Tobias Daniels eröffnet das dritte Kapitel zur Anwendung der Repertorien für die Politikgeschichte mit einer Auswertung von päpstlichen Breven und Instruktionen im RG X und kann in Bezug auf den Handlungs- und Interessensradius Sixtusʼ IV. nördlich der Alpen eine gegenüber der traditionellen Sichtweise entscheidend differenziertere Lage nachweisen (205–242). Wiederum als wichtige Ergänzung zur dürftigen Quellenlage vor Ort (vgl. 248) arbeitet Enno Bünz den Wert des RG für die Landesgeschichte am Beispiel Dithmarschen heraus. An der geographischen Peripherie und zugleich mit im 15. Jahrhundert wechselnder Intensität im Zentrum der Christenheit (Kurie) einflussreich, arbeitet Remigiusz Stachowiak die Rolle und die (neuen) strategischen Wege preußischer Kleriker auf dem kurialen Pfründenmarkt heraus und schließt mit einem Ausblick hinsichtlich der Anwendung von DH-Methoden zur Netzwerkanalyse eben dieser Kleriker (299–300). Daniela Rando untersucht (301–321) die sonst in der italienischen Forschung wenig rezipierten Repertorien hinsichtlich deutscher Studenten in Italien (RG) sowie der Aktivität und Mobilität von Prokuratoren und sonstigen politischen Mittelsmännern und der Italiener am Hof Kaiser Sigismund unter Einbezug von RAG und Regesta Imperii und kann damit einen gemeinsamen Handlungs- und Kommunikationsraum (»spazio integrato«) dieser Gruppen abstecken. Ausgehend von diesem Befund unterschiedlicher Forschungstraditionen und dem Defizit des RG, das nur sehr selektiv die »internationale« Karriere von Klerikern abbilde, untersucht Claudia Märtl die Mobilität von Klerikern in und aus Siena und gewinnt daraus neue Erkenntnisse zur Personengeschichte der Stadt (323–360). Jessika Nowak kann anhand von RG X eine deutliche Zunahme burgundischer Betreffe konstatieren (392) und damit zugleich wichtige methodische Einschränkungen bei der Interpretation dieses Befundes liefern (392–393), die für die Frage nach frankophonen grenzüberschreitenden Netzwerken in Richtung Kurie allgemein von Bedeutung sind.

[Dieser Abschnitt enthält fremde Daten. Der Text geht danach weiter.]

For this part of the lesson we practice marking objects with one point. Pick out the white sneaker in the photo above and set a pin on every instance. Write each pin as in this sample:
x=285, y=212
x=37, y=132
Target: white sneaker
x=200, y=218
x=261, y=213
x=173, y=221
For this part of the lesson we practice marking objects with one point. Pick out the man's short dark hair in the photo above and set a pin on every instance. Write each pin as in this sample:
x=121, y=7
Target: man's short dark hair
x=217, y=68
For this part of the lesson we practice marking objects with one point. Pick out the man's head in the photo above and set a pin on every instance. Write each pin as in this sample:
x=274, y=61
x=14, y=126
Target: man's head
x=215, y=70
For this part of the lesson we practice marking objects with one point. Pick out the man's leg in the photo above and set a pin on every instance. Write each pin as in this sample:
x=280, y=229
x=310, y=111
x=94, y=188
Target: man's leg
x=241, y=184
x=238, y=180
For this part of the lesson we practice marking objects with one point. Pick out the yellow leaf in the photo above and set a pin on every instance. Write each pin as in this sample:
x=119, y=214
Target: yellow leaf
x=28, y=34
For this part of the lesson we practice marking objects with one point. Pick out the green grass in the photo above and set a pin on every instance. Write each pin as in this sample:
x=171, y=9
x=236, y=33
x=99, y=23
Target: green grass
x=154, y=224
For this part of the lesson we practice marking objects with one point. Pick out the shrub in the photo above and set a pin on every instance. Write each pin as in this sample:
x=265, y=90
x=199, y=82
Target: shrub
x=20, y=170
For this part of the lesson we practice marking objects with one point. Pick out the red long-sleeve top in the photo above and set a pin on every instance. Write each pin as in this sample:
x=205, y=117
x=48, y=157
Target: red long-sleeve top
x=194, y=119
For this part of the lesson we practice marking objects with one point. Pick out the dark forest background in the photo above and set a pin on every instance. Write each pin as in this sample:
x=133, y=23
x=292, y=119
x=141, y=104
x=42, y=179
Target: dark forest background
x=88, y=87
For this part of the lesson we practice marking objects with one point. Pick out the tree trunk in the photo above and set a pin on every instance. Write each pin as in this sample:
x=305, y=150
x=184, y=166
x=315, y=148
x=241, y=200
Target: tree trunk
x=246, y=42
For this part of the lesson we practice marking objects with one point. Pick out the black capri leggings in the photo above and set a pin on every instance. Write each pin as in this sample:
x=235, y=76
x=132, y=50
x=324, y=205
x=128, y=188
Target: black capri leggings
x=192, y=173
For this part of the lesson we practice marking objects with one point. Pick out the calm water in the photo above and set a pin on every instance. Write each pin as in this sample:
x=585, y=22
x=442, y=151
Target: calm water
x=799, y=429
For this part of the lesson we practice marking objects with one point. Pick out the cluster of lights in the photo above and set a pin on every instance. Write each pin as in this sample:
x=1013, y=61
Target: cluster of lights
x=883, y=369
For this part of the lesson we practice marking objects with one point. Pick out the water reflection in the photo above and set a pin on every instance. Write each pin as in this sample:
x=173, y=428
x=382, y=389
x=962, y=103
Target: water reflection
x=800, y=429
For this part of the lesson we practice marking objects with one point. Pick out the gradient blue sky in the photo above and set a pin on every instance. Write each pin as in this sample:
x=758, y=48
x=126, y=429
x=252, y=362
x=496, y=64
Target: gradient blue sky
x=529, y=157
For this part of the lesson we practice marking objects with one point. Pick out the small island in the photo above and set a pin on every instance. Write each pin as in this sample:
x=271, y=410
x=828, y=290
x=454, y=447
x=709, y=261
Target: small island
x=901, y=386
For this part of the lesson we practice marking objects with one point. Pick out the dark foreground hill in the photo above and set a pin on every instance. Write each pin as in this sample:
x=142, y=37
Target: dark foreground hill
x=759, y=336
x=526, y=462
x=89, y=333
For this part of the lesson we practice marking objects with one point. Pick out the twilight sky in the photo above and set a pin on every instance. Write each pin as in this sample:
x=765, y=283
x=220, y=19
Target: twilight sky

Das vierte Kapitel rundet mit dem Thema »Neue kultur- und sozialgeschichtliche Zugänge zur Kirchen- und Kuriengeschichte« den Band ab. Dabei kann Jan Hrdina anhand eines breit angelegten Vergleichs der kirchlichen Strukturen Mitteleuropas mit dem vorhussitischen Böhmen auf Grundlage der Repertorien und vor dem Hintergrund päpstlicher Ablasspraxis zeigen, dass hinsichtlich Struktur und Entwicklungsstand der böhmische Fall dem westeuropäischen durchaus vergleichbar war (423). Christiane Schuchard konfrontiert die originale Überlieferung von Urkunden der römischen Rota in partibus mit der im RG abgebildeten römischen und zeigt damit weitere Wege zur besseren Erforschung des Personals der Rota über die ergänzende Überlieferung jenseits des RG auf (458). Von einem gerontomediävistischen Ansatz der neueren Kulturwissenschaften ausgehend, erörtert Christian Alexander Neumann die Potentiale von RG und RPG für Fragen nach Alter und Altersbildern (aufgrund des Charakters der Quellen vorwiegend bezogen auf Kleriker), während Bram van den Hoven van Genderen den monetären Aspekt anhand von pensio und Präbende auf Grundlage des RG in den Blick nimmt (495–545). Schließlich zeigt Andreas Rehberg am bisher kaum untersuchten Engagement der Kurie im Bereich der nordalpinen, nicht-kirchlichen Heraldik, dass die Forschung zu vom Papst gebesserten Wappen von Petenten aus dem Reich von Paul II. bis Leo X. noch sehr am Anfang steht (593–594), aber dennoch interessante Ergänzungen zur Kenntnis des europäischen Wappenwesens bereithält.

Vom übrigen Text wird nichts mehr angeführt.